Why and when do COVID-19 vaccines expire?
How long do vaccines last?
That’s now a critical question as the Biden administration prepares to send tens of millions of unused COVID-19 doses abroad to help curb the pandemic.
Some state officials have said in recent days that they have unused doses that may expire by the end of the month, and White House Press Secretary Jen Psaki said Thursday that looming expiration dates were a factor as the administration works to get the doses sent out as quickly as possible.
The White House will send 75% of excess U.S. COVID-19 vaccine doses to the U.N.-backed COVAX global sharing program.
Many drugs and vaccines can last for years if stored properly, but all can eventually start losing effectiveness, much like how food can degrade in a pantry.
Vaccine providers keep an eye on the expiration dates that come with each batch to ensure they’re using up their supplies in time.
Expiration dates for vaccines are determined based on data the manufacturer submits to regulators showing how long the shots stay at sufficient strength, said former Food and Drug Administration vaccine chief Norman Baylor.
It’s called a “potency assay,” and it can vary by vaccine. Some vaccines, such as tetanus shots, typically last two years if properly stored.
With so many Americans becoming immunized, it’s natural to look ahead and wonder how long this protection will last. The answer: No one knows.
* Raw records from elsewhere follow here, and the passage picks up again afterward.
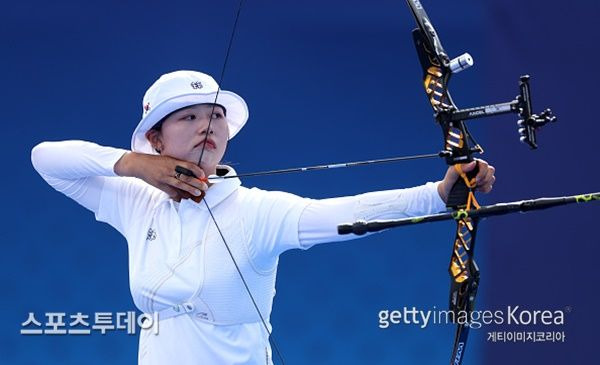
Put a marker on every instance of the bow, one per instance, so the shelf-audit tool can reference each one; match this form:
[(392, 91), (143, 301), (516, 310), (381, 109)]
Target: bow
[(459, 148)]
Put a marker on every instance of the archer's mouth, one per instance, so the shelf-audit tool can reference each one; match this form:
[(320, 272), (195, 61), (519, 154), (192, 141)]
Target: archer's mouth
[(207, 144)]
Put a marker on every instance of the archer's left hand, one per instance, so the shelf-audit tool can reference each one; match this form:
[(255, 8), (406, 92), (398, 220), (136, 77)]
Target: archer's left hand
[(485, 178)]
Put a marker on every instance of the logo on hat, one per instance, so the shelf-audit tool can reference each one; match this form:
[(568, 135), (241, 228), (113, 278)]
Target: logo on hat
[(151, 235)]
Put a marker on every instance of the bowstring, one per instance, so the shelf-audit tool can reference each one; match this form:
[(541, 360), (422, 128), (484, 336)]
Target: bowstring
[(262, 319)]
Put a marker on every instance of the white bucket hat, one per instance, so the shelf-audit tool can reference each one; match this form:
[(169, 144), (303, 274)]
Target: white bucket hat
[(180, 89)]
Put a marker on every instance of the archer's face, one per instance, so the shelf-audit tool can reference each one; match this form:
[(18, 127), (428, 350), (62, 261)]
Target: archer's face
[(185, 132)]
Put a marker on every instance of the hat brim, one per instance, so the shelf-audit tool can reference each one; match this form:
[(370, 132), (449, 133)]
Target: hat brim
[(235, 106)]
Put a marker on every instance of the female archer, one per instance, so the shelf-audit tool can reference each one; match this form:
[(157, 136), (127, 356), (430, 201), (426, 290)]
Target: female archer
[(198, 247)]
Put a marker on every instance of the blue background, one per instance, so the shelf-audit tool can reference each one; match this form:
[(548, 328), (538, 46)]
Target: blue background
[(326, 82)]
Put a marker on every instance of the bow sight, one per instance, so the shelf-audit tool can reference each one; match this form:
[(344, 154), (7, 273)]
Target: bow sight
[(437, 69)]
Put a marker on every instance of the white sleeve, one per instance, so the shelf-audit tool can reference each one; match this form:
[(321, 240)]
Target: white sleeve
[(319, 220), (84, 171)]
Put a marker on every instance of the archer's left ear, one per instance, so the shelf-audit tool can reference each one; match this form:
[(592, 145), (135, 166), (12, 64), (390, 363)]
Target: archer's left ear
[(154, 137)]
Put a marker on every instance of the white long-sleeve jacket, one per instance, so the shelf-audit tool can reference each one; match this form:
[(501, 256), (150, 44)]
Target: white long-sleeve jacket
[(178, 261)]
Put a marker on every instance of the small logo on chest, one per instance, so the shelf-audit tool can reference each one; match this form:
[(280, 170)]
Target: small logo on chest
[(151, 235)]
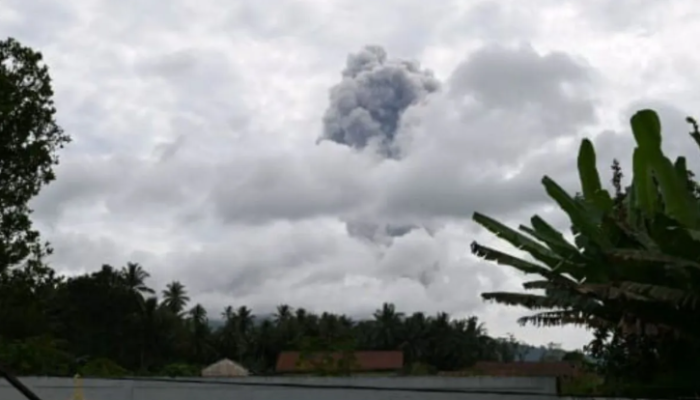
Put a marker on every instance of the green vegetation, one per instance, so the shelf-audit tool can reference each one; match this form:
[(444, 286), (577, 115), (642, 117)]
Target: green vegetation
[(110, 323), (632, 272)]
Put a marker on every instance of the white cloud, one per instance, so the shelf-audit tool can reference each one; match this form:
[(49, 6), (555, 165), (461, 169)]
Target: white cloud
[(195, 128)]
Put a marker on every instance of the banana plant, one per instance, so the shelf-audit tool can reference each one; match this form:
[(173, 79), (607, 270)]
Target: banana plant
[(642, 269)]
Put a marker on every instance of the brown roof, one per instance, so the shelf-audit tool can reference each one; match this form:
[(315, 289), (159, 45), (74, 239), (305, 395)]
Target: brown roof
[(553, 368), (366, 361)]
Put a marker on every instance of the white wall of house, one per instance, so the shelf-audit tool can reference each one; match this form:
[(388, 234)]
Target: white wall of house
[(215, 389)]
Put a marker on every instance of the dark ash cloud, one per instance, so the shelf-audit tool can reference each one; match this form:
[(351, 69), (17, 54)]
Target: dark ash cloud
[(367, 105)]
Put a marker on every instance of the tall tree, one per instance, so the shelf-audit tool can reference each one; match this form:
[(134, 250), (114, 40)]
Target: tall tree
[(175, 297), (29, 140)]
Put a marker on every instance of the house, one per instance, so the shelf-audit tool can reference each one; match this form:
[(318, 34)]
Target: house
[(363, 362), (560, 369), (224, 369)]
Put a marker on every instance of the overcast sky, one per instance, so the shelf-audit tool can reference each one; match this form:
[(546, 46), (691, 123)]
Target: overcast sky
[(261, 153)]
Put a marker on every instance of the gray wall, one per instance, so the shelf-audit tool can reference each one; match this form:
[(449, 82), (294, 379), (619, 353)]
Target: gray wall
[(102, 389)]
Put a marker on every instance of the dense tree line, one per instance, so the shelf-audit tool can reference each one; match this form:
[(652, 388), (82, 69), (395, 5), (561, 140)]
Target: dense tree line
[(631, 274), (113, 317)]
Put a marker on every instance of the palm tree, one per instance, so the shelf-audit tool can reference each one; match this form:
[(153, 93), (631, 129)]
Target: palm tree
[(283, 314), (135, 277), (388, 326), (175, 297), (200, 331)]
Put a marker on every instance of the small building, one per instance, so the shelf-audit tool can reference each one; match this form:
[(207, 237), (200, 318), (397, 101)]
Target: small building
[(363, 362), (224, 369), (560, 369)]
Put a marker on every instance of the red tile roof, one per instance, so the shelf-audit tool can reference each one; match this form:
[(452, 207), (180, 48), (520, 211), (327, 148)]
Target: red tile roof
[(366, 361)]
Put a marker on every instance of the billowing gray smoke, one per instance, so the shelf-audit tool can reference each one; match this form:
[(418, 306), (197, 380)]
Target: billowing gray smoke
[(375, 232), (366, 106)]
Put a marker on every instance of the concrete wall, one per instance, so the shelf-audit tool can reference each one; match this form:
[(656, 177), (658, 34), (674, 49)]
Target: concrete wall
[(215, 389)]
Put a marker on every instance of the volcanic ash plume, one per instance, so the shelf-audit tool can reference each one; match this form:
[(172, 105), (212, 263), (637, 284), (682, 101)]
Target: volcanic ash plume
[(366, 106)]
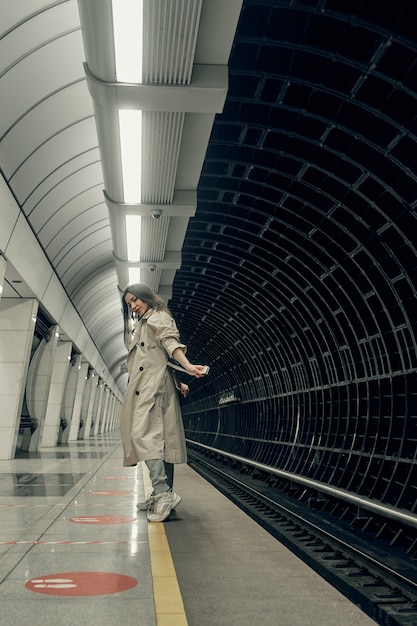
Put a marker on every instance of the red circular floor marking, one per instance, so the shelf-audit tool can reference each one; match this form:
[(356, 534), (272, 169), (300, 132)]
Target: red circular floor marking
[(117, 477), (110, 493), (102, 519), (81, 584)]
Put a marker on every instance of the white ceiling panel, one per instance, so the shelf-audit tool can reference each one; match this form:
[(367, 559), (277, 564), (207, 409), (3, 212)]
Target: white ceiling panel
[(60, 154)]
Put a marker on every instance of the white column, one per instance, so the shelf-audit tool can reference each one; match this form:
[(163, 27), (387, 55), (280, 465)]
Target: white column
[(17, 326), (49, 437), (82, 369), (105, 407), (92, 400), (100, 403), (38, 384), (2, 273)]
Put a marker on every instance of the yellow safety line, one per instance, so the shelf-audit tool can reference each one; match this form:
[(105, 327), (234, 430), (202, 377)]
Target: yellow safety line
[(169, 607)]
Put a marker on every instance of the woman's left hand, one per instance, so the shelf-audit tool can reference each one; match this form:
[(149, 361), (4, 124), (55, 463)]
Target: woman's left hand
[(198, 370)]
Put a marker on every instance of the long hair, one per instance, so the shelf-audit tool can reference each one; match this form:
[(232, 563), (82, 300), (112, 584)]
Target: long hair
[(144, 293)]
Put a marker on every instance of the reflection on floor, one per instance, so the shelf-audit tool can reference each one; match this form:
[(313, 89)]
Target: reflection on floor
[(73, 546)]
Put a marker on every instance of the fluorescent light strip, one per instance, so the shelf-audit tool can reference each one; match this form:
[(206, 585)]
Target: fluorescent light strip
[(128, 39), (133, 235), (130, 126)]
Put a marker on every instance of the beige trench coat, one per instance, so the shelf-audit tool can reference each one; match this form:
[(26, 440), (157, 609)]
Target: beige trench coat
[(151, 421)]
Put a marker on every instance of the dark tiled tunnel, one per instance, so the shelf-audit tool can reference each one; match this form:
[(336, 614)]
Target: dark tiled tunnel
[(298, 282)]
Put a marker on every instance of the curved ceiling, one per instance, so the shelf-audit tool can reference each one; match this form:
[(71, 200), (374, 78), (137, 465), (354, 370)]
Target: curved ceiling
[(302, 251)]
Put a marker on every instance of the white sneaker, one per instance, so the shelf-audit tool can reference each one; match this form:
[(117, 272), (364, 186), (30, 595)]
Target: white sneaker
[(162, 505)]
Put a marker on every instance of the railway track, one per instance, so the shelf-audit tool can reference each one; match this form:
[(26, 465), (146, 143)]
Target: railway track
[(378, 578)]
Like many perishable items, COVID-19 vaccines remain stable longer at lower temperatures.
The vaccines authorized in the U.S. — made by Pfizer and BioNTech, Moderna and Johnson & Johnson — can last for up to about six months from the time of manufacture, depending on how they’re stored.
But the COVID-19 vaccines are new, and vaccine manufacturers have continued to test samples of batches in the months since the shots first rolled out, Baylor said. Depending on the results of those tests, the expiration dates could be extended.